Лейзер взял чемодан и рюкзак.
— Старый дурак, — резко сказал он. — За кого ты меня принимаешь?
— Вы или хороший человек, или плохой, опасно и то и другое. Уходите.
Полицейский пост так и не встретился. Лейзер вдруг оказался в центра Лангдорна; на главной улице было уже совершенно темно, только свет, выбивающийся из щелей закрытых ставен, отплескивал кое-где на булыжниках мокрой мостовой. Мимо не проехала ни одна машина. Мотоцикл ужасно тарахтел, Лейзер чувствовал себя так, будто выехал на рыночную площадь, чтобы трубным гласом оповестить город о своем прибытии. Во время войны, подумал он, немцы ложились рано, чтобы в постели было теплее, — так же, может, и теперь.
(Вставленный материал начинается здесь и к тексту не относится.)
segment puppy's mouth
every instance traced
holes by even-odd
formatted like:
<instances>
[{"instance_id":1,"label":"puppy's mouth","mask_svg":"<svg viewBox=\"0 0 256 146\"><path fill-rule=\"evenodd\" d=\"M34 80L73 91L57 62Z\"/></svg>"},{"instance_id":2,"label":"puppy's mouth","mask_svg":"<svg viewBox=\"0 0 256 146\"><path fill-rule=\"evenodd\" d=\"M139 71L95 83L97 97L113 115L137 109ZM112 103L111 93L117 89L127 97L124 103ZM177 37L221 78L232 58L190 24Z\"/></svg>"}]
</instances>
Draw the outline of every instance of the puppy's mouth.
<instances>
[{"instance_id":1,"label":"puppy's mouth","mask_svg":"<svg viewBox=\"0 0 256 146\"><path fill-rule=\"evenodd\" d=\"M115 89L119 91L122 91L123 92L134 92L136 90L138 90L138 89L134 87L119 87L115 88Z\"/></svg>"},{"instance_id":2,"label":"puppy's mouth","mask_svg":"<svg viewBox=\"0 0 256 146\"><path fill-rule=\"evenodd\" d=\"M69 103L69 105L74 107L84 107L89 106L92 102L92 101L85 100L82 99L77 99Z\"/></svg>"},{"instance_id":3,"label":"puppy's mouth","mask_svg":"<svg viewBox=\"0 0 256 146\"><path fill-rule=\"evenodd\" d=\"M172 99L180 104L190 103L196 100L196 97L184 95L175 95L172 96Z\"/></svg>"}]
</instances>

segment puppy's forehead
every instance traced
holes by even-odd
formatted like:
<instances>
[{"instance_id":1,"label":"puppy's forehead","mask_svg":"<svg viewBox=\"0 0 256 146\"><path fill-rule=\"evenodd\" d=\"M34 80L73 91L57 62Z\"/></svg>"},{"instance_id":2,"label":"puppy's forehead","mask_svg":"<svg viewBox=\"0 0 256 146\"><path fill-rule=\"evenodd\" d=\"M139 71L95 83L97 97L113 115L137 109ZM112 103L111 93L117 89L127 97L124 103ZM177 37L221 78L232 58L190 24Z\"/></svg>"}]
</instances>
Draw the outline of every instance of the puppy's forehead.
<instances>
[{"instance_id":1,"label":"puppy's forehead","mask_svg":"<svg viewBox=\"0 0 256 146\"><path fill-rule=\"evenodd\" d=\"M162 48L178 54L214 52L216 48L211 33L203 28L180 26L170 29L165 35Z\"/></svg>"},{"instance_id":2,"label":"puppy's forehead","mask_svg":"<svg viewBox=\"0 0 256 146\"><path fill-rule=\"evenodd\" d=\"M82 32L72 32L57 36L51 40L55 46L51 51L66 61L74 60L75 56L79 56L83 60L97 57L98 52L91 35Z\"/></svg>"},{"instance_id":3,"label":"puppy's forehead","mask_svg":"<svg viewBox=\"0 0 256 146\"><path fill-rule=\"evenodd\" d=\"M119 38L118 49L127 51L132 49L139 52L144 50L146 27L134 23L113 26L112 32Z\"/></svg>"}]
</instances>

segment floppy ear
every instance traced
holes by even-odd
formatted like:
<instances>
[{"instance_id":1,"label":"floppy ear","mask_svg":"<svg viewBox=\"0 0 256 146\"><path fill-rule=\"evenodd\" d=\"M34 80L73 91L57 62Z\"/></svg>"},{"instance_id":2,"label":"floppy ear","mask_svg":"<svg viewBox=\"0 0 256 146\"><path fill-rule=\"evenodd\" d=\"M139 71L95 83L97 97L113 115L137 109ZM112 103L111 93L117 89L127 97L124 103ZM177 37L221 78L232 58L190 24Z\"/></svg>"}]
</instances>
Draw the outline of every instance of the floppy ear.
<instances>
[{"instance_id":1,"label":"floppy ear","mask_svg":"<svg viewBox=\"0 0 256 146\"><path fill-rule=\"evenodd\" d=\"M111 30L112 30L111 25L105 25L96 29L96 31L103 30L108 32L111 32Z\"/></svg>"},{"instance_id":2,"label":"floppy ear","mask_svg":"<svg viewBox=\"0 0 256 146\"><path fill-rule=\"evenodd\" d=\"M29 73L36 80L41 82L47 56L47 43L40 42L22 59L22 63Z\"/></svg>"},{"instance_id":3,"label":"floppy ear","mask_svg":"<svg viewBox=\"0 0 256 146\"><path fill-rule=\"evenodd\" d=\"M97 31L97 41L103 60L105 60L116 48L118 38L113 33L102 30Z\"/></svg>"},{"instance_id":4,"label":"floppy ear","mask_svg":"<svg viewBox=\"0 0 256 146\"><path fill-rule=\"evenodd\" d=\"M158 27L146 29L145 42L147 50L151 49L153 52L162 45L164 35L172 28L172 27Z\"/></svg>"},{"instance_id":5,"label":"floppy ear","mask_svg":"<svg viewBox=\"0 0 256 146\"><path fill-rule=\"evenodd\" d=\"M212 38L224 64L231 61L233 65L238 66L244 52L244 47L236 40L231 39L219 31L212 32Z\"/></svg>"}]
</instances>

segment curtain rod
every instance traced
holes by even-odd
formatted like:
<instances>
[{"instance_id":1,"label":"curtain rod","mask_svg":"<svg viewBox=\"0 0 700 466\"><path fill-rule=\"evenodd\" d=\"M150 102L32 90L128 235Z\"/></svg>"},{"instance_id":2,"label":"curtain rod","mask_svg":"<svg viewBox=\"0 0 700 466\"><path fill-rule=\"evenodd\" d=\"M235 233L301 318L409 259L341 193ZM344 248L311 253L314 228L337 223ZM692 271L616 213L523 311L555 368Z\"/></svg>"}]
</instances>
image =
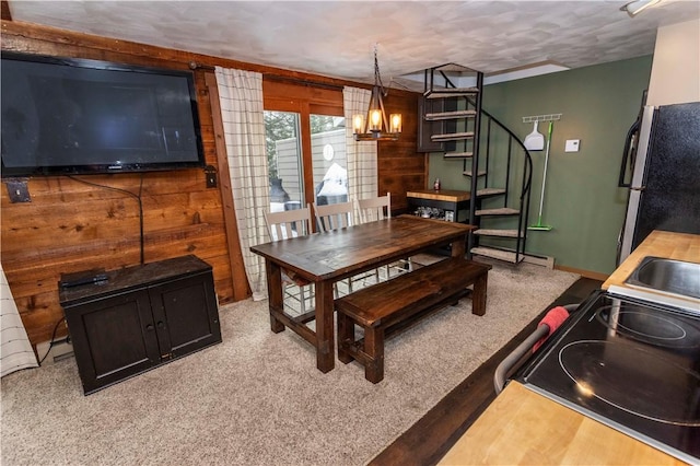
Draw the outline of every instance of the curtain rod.
<instances>
[{"instance_id":1,"label":"curtain rod","mask_svg":"<svg viewBox=\"0 0 700 466\"><path fill-rule=\"evenodd\" d=\"M341 84L329 84L327 82L312 81L312 80L302 79L302 78L291 78L291 77L285 77L285 75L281 75L281 74L262 73L262 77L266 78L266 79L269 79L271 81L289 81L289 82L293 82L293 83L296 83L296 84L304 84L304 85L313 85L315 88L331 89L334 91L342 91L342 88L343 88L343 85L341 85Z\"/></svg>"}]
</instances>

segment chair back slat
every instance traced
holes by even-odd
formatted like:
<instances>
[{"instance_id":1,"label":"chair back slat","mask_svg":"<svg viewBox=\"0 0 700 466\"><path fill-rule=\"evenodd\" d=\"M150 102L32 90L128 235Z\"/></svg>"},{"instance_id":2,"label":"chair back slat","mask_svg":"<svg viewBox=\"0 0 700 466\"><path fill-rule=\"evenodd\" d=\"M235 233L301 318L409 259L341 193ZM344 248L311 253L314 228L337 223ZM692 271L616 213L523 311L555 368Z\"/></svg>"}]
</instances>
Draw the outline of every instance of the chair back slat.
<instances>
[{"instance_id":1,"label":"chair back slat","mask_svg":"<svg viewBox=\"0 0 700 466\"><path fill-rule=\"evenodd\" d=\"M319 232L352 226L353 206L351 201L317 206L314 202L316 226Z\"/></svg>"},{"instance_id":2,"label":"chair back slat","mask_svg":"<svg viewBox=\"0 0 700 466\"><path fill-rule=\"evenodd\" d=\"M265 212L265 223L271 241L304 236L311 233L311 209Z\"/></svg>"},{"instance_id":3,"label":"chair back slat","mask_svg":"<svg viewBox=\"0 0 700 466\"><path fill-rule=\"evenodd\" d=\"M373 197L370 199L358 199L358 213L361 223L374 222L392 218L392 194Z\"/></svg>"}]
</instances>

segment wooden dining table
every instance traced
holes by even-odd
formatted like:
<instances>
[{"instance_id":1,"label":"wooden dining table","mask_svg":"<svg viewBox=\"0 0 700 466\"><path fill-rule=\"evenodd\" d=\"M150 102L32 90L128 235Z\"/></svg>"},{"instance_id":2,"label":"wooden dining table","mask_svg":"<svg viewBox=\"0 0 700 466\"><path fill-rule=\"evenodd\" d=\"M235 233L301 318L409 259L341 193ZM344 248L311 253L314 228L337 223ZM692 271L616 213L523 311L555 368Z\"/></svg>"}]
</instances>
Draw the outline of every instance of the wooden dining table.
<instances>
[{"instance_id":1,"label":"wooden dining table","mask_svg":"<svg viewBox=\"0 0 700 466\"><path fill-rule=\"evenodd\" d=\"M334 283L450 244L453 257L464 257L472 229L464 223L407 214L250 247L265 258L272 331L291 328L316 348L318 370L332 370ZM284 311L282 269L314 283L315 330L306 325L307 318Z\"/></svg>"}]
</instances>

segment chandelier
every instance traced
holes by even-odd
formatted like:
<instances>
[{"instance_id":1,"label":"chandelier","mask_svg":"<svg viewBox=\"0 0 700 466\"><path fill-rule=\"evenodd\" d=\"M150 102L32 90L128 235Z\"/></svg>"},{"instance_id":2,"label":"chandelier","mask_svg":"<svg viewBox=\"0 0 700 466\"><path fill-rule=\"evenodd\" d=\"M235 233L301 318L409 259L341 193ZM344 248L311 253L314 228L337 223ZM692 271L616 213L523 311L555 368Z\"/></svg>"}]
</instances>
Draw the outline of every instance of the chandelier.
<instances>
[{"instance_id":1,"label":"chandelier","mask_svg":"<svg viewBox=\"0 0 700 466\"><path fill-rule=\"evenodd\" d=\"M352 117L352 136L355 141L397 141L401 132L401 115L390 114L388 123L384 112L384 102L387 91L384 90L380 75L380 63L376 58L376 45L374 46L374 86L370 97L370 107L366 116L357 114ZM386 125L388 124L388 130Z\"/></svg>"}]
</instances>

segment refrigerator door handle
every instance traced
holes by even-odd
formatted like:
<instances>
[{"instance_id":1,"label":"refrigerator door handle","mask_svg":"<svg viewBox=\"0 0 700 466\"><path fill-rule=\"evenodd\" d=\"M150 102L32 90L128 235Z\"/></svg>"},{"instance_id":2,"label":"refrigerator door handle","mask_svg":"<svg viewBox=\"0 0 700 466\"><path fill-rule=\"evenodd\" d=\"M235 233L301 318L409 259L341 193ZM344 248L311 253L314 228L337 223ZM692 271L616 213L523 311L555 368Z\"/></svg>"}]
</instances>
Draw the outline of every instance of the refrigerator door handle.
<instances>
[{"instance_id":1,"label":"refrigerator door handle","mask_svg":"<svg viewBox=\"0 0 700 466\"><path fill-rule=\"evenodd\" d=\"M625 175L627 174L627 163L629 160L630 168L634 167L634 155L637 153L637 136L639 135L640 120L637 119L625 138L625 152L622 153L622 163L620 165L620 177L617 182L617 186L620 188L631 188L631 182L625 182Z\"/></svg>"}]
</instances>

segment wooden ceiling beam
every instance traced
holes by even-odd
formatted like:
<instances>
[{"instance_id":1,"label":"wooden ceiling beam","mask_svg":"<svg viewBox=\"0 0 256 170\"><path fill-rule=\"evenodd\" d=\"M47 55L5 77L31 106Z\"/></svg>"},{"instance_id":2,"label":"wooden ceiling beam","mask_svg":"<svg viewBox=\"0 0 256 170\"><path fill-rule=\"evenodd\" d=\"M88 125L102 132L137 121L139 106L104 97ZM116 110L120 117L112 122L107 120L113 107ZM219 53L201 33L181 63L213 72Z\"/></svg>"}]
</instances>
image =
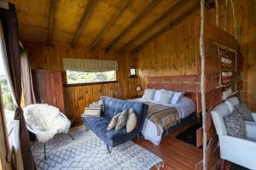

Настало время избавляться от мотоцикла. Он выехал из города, нашел заброшенную церковь и оставил мотоцикл у входа в ризницу. Потом вернулся в город и пошел на станцию. Кассир был в форме.
— До Калькштадта. Один.
Кассир протянул руку. Лейзер вынул купюру из бумажника. Тот взял ее и с нетерпением встряхнул. На секунду Лейзер смутился и, не понимая жеста, смотрел на его руку и злое подозрительное лицо за решеткой кассы.
Вдруг кассир рявкнул:
— Удостоверение личности!
Лейзер улыбнулся с извиняющимся видом:
— Совсем забыл, — сказал он и открыл бумажник, чтобы показать карточку в целлофановом отделении.
— Выньте из бумажника, — сказал кассир.
Лейзер наблюдал, как тот разглядывал карточку под лампой.
— Разрешение на передвижение?
— Вот, пожалуйста. — Лейзер дал ему документ.
— Зачем вам в Калькштадт, если вы едете в Росток?
— Наш кооператив отправил поездом кое-какое оборудование из Магдебурга в Калькштадт. Тяжелые турбины и специальный инструмент. Их нужно установить.
— А как вы сюда попали?
— Меня подвезли.
— Подвозить запрещено.
— В наше время все должны стараться делать, что от нас зависит.
— В наше время?
Кассир прижал лоб к стеклу и посмотрел вниз на руки Лейзера.